How carriers get caught in exams

  • Removing protected attributes from the model but leaving in a proxy such as ZIP-level data that reintroduces disparate impact through the back door.
  • Treating a vendor model as a black box and having no documentation when an examiner asks how it works.
  • Filing a rate whose supporting actuarial memo does not match the variables the production model actually uses.
  • Building governance for a launch state only, then rolling out to states with different bulletins and testing expectations without re-papering.
Metrics that matter

Governance is measurable

  • Share of production models with a completed disparate-impact test in the last review cycle.
  • Number of models with a current, examiner-ready documentation package versus total in production.
  • Adverse-action decisions issued with a valid reason code, as a percentage of automated declines.
  • Time to produce a full model evidence package on examiner request, targeting days not weeks.
FAQ

Frequently asked questions

Does the NAIC AI Model Bulletin have the force of law?

The bulletin itself is guidance, but it becomes enforceable when a state adopts it, and most states have. It also restates obligations already in unfair trade practice and rate law, so its core expectations were enforceable regardless of the bulletin.

How do we avoid proxy bias if we already removed protected attributes?
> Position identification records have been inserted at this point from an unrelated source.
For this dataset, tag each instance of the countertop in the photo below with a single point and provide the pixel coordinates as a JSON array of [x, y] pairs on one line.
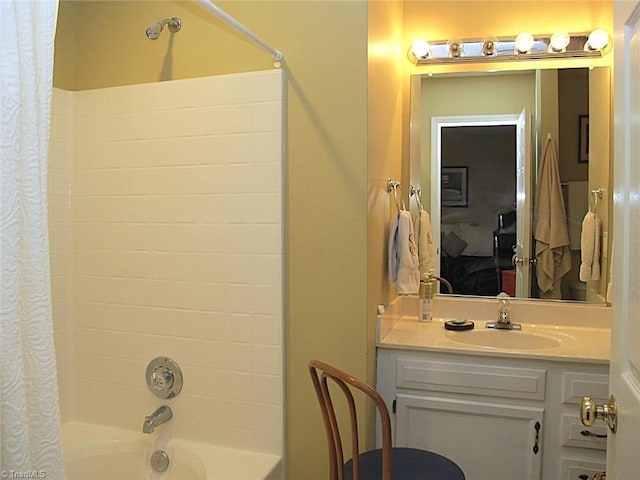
[[571, 344]]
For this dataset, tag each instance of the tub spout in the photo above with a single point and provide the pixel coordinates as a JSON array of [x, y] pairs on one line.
[[161, 415]]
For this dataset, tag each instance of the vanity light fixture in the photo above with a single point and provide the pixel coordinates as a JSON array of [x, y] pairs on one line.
[[455, 48], [524, 46], [524, 43], [490, 46], [559, 42], [598, 40]]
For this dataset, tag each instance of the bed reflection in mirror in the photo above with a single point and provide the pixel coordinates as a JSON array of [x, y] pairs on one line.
[[481, 200]]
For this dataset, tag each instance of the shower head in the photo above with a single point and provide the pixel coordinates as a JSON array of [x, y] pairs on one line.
[[174, 23]]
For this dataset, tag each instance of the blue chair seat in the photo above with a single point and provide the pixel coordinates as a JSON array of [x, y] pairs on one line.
[[408, 464]]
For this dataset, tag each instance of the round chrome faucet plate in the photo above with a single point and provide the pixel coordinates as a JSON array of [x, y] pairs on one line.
[[164, 377]]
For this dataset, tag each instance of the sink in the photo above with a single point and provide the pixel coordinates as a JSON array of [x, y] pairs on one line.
[[511, 339]]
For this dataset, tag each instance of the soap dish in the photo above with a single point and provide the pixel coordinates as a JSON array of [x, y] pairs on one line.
[[452, 325]]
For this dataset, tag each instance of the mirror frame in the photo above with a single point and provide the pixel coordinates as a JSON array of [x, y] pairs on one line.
[[415, 140]]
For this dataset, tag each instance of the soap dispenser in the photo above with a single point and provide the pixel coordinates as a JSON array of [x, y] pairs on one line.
[[426, 293]]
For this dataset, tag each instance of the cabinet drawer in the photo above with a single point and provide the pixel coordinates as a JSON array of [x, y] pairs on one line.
[[577, 385], [577, 469], [572, 435], [451, 377]]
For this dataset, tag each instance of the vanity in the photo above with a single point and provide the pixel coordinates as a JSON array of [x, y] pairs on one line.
[[503, 405]]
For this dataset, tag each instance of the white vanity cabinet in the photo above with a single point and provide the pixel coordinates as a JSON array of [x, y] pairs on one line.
[[499, 418]]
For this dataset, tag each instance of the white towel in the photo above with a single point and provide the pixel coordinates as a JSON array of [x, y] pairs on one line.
[[553, 258], [577, 206], [590, 247], [403, 255], [426, 250]]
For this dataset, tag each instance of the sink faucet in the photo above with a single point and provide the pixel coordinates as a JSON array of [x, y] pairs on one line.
[[504, 319], [161, 415]]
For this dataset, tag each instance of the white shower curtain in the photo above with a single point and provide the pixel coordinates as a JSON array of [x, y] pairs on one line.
[[30, 445]]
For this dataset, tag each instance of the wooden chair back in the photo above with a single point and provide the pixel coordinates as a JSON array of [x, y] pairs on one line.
[[321, 374]]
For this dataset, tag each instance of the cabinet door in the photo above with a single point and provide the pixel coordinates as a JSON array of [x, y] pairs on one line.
[[487, 440]]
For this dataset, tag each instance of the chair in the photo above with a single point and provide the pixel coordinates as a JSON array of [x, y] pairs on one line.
[[387, 463]]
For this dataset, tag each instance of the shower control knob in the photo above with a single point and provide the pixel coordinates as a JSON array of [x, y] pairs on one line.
[[164, 377]]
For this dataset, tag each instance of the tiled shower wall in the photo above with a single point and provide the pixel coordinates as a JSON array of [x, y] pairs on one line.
[[177, 250]]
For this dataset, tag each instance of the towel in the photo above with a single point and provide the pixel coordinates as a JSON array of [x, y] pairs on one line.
[[590, 247], [577, 206], [553, 258], [403, 255], [426, 250]]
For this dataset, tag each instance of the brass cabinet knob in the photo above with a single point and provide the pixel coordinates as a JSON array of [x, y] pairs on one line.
[[590, 412]]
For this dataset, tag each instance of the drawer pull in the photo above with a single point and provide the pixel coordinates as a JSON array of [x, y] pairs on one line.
[[587, 433]]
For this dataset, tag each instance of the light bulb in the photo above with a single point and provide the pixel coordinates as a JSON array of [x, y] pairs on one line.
[[420, 48], [489, 46], [559, 41], [455, 48], [524, 42], [598, 39]]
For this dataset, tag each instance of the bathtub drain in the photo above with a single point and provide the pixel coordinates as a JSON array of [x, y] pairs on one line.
[[159, 461]]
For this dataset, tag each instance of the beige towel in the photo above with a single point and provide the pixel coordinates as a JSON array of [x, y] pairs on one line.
[[426, 250], [590, 247], [553, 258], [403, 255]]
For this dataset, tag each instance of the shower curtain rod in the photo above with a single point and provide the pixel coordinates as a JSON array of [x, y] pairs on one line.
[[217, 11]]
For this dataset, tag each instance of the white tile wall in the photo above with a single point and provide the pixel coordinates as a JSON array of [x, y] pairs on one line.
[[177, 223]]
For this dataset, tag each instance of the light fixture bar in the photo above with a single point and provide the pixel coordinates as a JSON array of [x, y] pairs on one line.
[[506, 49]]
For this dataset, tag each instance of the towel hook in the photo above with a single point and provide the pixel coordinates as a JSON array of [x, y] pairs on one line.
[[417, 191], [393, 186]]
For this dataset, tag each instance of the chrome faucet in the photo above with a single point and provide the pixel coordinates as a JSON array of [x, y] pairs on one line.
[[161, 415], [504, 319]]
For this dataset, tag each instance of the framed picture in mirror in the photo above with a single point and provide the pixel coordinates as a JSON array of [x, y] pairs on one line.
[[454, 187], [583, 146]]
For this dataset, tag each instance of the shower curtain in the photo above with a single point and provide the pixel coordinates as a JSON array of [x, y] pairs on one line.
[[30, 445]]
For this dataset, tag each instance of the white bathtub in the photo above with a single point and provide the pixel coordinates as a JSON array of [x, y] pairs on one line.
[[98, 452]]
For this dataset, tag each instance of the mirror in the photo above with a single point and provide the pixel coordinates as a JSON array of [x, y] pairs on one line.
[[477, 144]]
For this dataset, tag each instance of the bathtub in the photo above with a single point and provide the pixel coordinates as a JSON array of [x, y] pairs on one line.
[[98, 452]]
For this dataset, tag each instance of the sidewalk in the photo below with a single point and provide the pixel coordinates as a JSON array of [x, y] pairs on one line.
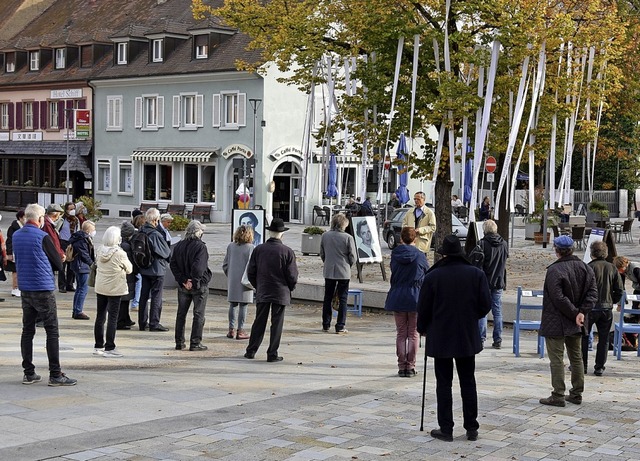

Removing the protected attribute is not enough because other variables can correlate with it. Run disparate-impact testing on model outcomes and inspect high-weight variables like geographic or credit-based inputs for proxy effects, then constrain or drop those that reintroduce bias.

What will a DOI examiner ask for during a market-conduct exam?

Expect requests for the model documentation, the data inputs, the disparate-impact testing, the actuarial support for any rated variable, adverse-action reason codes, and evidence of governance and vendor oversight. Keep this package current per model and per state.